Binance stepped away Wednesday from plans to purchase FTX, unable to overcome issues surrounding the rival crypto exchange founded by Sam Bankman-Fried.
"As a result of corporate due diligence, as well as the latest news reports regarding mishandled customer funds and alleged US agency investigations, we have decided that we will not pursue the potential acquisition of FTX.com," Binance said in a statement.
"In the beginning, our hope was to be able to support FTX's customers to provide liquidity, but the issues are beyond our control or ability to help," Binance said.
Coindesk earlier Wednesday reported that Binance was likely to nix the deal after reviewing FTX's internal data and loan commitments.
The developments marked a stunning about-face from just a day earlier.
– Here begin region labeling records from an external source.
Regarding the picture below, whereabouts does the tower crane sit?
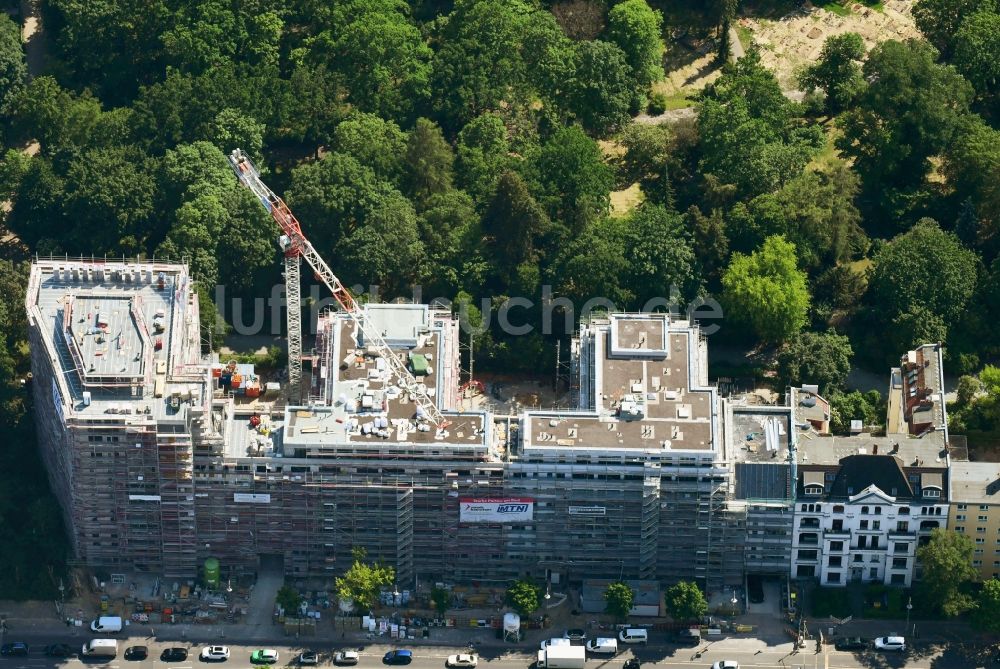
[229,149,448,429]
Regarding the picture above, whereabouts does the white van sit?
[587,637,618,655]
[80,639,118,657]
[90,616,122,634]
[618,627,649,643]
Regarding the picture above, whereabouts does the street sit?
[0,634,978,669]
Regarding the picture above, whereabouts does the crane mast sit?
[229,149,448,428]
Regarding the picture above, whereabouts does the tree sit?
[666,581,708,622]
[722,236,809,342]
[913,0,996,56]
[431,586,451,616]
[534,126,614,234]
[507,579,542,616]
[623,203,699,308]
[972,578,1000,634]
[0,14,28,115]
[778,330,854,397]
[482,172,549,286]
[799,33,865,115]
[310,0,432,119]
[455,113,512,203]
[569,40,636,136]
[403,118,455,204]
[837,40,972,224]
[917,528,976,618]
[866,219,979,332]
[274,585,302,612]
[334,547,396,611]
[608,0,663,87]
[943,114,1000,235]
[698,49,823,199]
[604,581,635,621]
[951,11,1000,100]
[333,112,406,183]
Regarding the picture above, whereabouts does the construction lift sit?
[229,149,449,429]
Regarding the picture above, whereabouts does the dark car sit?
[125,646,148,660]
[747,576,764,604]
[382,650,413,664]
[833,636,869,650]
[160,647,187,662]
[0,641,29,657]
[45,643,74,657]
[670,629,701,646]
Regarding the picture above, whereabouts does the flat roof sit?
[522,314,716,451]
[948,462,1000,504]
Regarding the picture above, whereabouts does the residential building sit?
[948,462,1000,580]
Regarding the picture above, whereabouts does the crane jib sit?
[229,149,450,430]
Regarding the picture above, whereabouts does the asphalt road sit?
[0,634,972,669]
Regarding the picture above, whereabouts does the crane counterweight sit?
[229,149,448,429]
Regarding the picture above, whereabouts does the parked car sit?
[833,636,870,650]
[200,646,229,662]
[747,576,764,604]
[382,650,413,664]
[0,641,31,657]
[875,636,906,652]
[444,653,479,669]
[539,637,573,650]
[160,646,187,662]
[250,648,278,664]
[125,646,149,660]
[333,650,361,666]
[45,643,76,657]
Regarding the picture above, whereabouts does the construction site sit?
[26,152,772,604]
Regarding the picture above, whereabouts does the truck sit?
[535,646,587,669]
[90,616,122,634]
[80,639,118,657]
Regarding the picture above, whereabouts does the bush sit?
[646,93,667,116]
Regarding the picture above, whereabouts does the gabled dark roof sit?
[830,455,913,499]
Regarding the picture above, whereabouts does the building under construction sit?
[26,260,752,589]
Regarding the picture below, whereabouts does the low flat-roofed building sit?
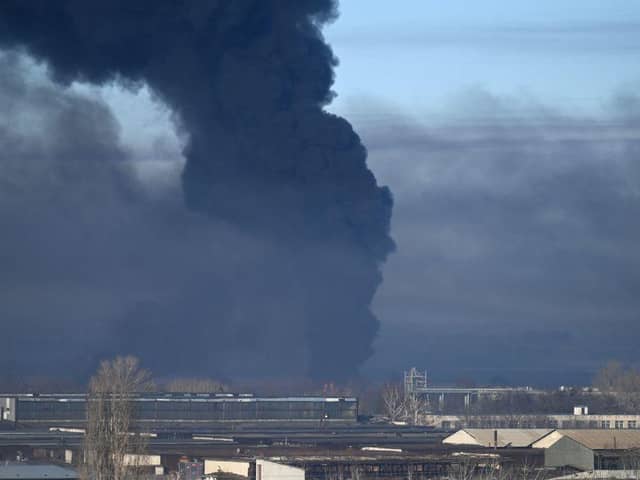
[0,463,80,480]
[442,428,553,448]
[556,429,640,450]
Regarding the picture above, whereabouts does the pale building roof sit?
[442,428,553,447]
[557,429,640,450]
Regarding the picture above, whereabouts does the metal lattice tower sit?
[404,367,427,397]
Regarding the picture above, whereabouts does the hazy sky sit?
[0,0,640,385]
[327,0,640,384]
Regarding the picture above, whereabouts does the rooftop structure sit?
[0,463,80,480]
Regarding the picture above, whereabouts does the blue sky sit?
[0,0,640,385]
[326,0,640,113]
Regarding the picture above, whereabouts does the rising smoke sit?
[0,0,393,378]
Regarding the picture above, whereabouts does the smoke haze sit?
[0,0,393,378]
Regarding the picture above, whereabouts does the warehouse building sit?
[443,429,640,471]
[0,393,358,427]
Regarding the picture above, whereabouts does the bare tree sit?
[85,356,153,480]
[382,383,405,422]
[164,378,228,393]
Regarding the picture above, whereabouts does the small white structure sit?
[442,428,553,448]
[204,458,251,478]
[573,405,589,416]
[531,430,594,470]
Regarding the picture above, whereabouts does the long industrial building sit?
[0,393,358,427]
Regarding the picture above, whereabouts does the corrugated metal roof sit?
[558,429,640,450]
[0,463,80,480]
[443,428,553,447]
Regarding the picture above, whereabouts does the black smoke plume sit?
[0,0,393,378]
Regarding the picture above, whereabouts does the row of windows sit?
[17,401,357,421]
Changpeng Zhao, Binance's CEO and co-founder, said Tuesday that FTX asked his company for help amid a "significant liquidity crunch." Binance was performing its due diligence on FTX under a non-binding letter of intent for the purchase, a move taking place less than a year after FTX carried a $32 billion valuation.
Before striking a deal with Binance, FTX had sought help from other large exchanges Coinbase and OKX but it was turned down, according to the Coindesk report.
Cryptocurrency investors are closely watching developments surrounding FTX, the digital assets empire run by Bankman-Fried that's split into FTX, the cryptocurrency exchange, and Alameda Research, a crypto trading firm.
Contagion fears began cropping up last week following reports of heavy exposure to FTX's native token, FTT, on Alameda's balance sheet.
FTT on Wednesday plunged 50% to $2.76, but was off session lows.